Resumindo e concluindo: o 'fast food' musical/cultural a que muito apropriadamente se referiu o Prof. Mário Vieira de Carvalho, num artigo publicado na imprensa (reproduzido
aqui) já não se restringe aos "Impérios dos Sentidos", aos "Boulevards", aos "Vibratos" e aos "Bailes de Máscaras". Os próprios programas de autor, ressalvando algumas honrosas excepções, também passaram a ser confeccionados segundo a mesma receita. E isto acontece não por vontade dos ouvintes (que reiteradamente de tem insurgido contra tal modus faciendi) mas porque assim determina o umbigo dos locatários da direcção de programas, Rui Pêgo e João Almeida. Bem, a indivíduos incapazes não se pode pedir que por milagre se tornem competentes – do mesmo modo que ninguém pediria a um iletrado que escrevesse "Os Lusíadas" – mas terá de se pedir responsabilidades a quem teima em mantê-los nas funções para as quais não foram definitivamente talhados.

Post Scriptum: Uma pessoa que com a temática "o feminino na música/mulheres compositoras" teria feito, com toda a certeza, um trabalho primoroso, chama-se Luciana Leiderfarb. Que pena o dinheiro dos contribuintes estar a ser tão mal administrado!

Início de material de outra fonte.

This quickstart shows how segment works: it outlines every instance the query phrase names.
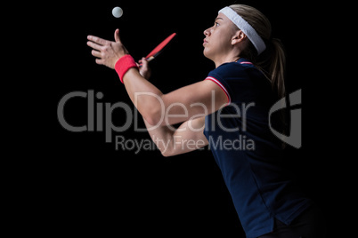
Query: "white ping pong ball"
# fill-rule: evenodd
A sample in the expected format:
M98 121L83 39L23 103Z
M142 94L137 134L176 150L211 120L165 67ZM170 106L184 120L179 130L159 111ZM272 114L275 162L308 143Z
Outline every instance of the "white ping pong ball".
M123 10L122 8L116 6L115 8L113 8L112 10L112 15L115 18L120 18L123 15Z

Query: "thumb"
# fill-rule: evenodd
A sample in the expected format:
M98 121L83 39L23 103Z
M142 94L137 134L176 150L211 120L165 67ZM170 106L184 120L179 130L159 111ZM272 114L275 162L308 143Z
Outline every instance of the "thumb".
M114 40L116 42L120 42L120 38L119 38L119 29L116 29L116 31L114 32Z

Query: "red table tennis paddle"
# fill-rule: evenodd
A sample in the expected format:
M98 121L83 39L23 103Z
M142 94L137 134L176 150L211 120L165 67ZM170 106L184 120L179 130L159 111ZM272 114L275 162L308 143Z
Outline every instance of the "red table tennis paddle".
M167 36L164 41L162 41L157 47L155 47L146 57L145 59L148 61L154 60L164 49L164 47L176 36L176 33L173 33L169 36ZM141 67L142 64L139 66Z

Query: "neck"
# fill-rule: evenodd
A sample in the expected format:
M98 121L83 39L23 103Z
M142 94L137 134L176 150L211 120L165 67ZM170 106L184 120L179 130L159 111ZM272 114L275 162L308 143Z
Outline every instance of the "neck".
M229 53L216 57L213 60L213 61L216 65L216 67L218 67L222 64L237 61L240 59L239 55L240 52L237 52L236 51L232 51Z

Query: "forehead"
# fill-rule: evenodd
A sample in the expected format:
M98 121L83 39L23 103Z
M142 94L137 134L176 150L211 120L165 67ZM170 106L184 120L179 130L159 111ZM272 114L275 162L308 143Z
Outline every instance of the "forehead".
M222 20L224 21L231 21L230 19L228 19L226 17L226 15L222 13L222 12L219 12L219 14L217 15L216 19Z

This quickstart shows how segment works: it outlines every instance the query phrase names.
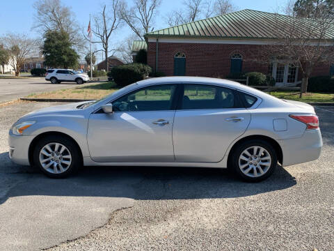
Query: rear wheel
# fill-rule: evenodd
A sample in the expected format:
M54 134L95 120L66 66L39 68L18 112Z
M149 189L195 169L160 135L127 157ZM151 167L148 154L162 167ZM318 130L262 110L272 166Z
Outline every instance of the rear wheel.
M77 79L75 79L75 82L78 84L81 84L84 83L84 80L82 80L82 79L81 79L80 77L78 77Z
M57 84L58 82L58 80L56 77L51 77L50 81L52 84Z
M78 170L82 158L78 146L63 136L42 138L33 151L33 162L47 176L65 178Z
M237 146L231 164L240 178L257 182L271 175L277 165L277 155L273 147L266 141L250 140Z

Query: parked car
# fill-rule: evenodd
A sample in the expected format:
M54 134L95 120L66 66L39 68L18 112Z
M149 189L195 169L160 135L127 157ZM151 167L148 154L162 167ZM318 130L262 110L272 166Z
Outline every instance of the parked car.
M49 69L45 74L45 80L52 84L60 84L62 82L72 82L81 84L89 80L86 73L79 73L70 69Z
M9 132L10 156L52 178L85 166L230 167L268 178L319 158L311 105L241 84L170 77L140 81L96 101L29 113Z

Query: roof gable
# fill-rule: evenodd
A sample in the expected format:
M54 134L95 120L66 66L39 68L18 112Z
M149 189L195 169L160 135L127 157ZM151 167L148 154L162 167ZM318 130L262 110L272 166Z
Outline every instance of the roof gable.
M148 45L145 40L134 40L131 47L131 51L132 52L138 52L140 50L147 50Z
M145 37L277 38L284 37L289 24L296 20L284 15L246 9L154 31L146 33ZM306 18L299 18L298 22L301 22L298 31L301 33L305 32L305 25L315 26ZM326 38L334 38L334 25Z

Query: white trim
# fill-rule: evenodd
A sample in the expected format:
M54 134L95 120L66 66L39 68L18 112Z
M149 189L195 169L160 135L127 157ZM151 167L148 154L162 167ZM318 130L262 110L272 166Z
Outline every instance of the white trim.
M157 38L148 38L148 43L156 43ZM159 43L202 43L202 44L222 44L222 45L272 45L277 43L273 39L207 39L207 38L159 38ZM310 45L317 45L317 42L310 43ZM322 46L333 46L333 43L321 43Z
M273 73L272 76L274 79L276 78L277 73L277 64L280 63L279 61L273 62ZM296 66L296 75L294 77L294 82L288 83L287 82L287 75L289 74L289 63L285 63L284 65L284 73L283 73L283 82L276 82L276 86L285 86L287 85L296 85L298 84L298 69L299 66Z

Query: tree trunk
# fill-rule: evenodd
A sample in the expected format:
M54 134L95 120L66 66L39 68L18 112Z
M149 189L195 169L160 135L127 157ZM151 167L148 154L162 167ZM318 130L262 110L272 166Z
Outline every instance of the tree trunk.
M104 52L104 56L106 56L106 72L108 72L109 67L109 61L108 60L108 47L106 47L106 51Z
M308 76L303 76L303 79L301 79L301 93L299 95L299 98L303 96L303 93L306 93L308 91Z

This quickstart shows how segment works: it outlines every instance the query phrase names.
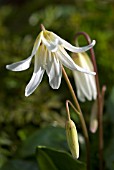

Aproveito o ensejo para chamar a atenção – uma vez mais – para a importância de alguns programas feitos por autores habilitados ("Matrizes", "Musica Aeterna", "Cosmorama", "Prata da Casa") que neste momento têm passagem única ao fim-de-semana, serem repetidos durante a semana. E porquê? Em primeiro lugar, porque constituem as poucas mais-valias da programação e, em segundo, porque representam um investimento acrescido em termos orçamentais, o qual deve ser rendibilizado ao máximo, o mesmo é dizer, tornar possível a fruição de tais programas por um universo tão vasto e abrangente quanto possível de pessoas. É que nem todos os ouvintes têm disponibilidade para ouvir rádio ao fim-de-semana. Estou a pensar sobretudo naqueles que aproveitam os sábados e domingos para a prática de actividades desportivas, recreativas (caça, pesca, etc.) ou culturais (visita a museus, exposições, ida a concertos, cinema, teatro, etc.). João Almeida disse certa vez no programa do Provedor do Ouvinte que durante a semana as pessoas estão a trabalhar e não tem disponibilidade auditiva para programas que requerem mais atenção. Pode haver aí alguma verdade, mas não é menos certo que os ouvintes que ouvem rádio enquanto trabalham teriam muito mais a ganhar ouvindo programas de autor (ainda que sem uma atenção muito apurada) do que aquelas sequências desconchavadas de trechos de música variada que actualmente preenchem manhãs e tardes inteiras. E depois é preciso não esquecer também as pessoas que não estão no activo que, como se sabe, são cada vez em maior número, seja por causa do crescente desemprego seja porque já se aposentaram. Ou será que essas pessoas não contam? Por acaso, não pagam também elas a contribuição do audiovisual e impostos?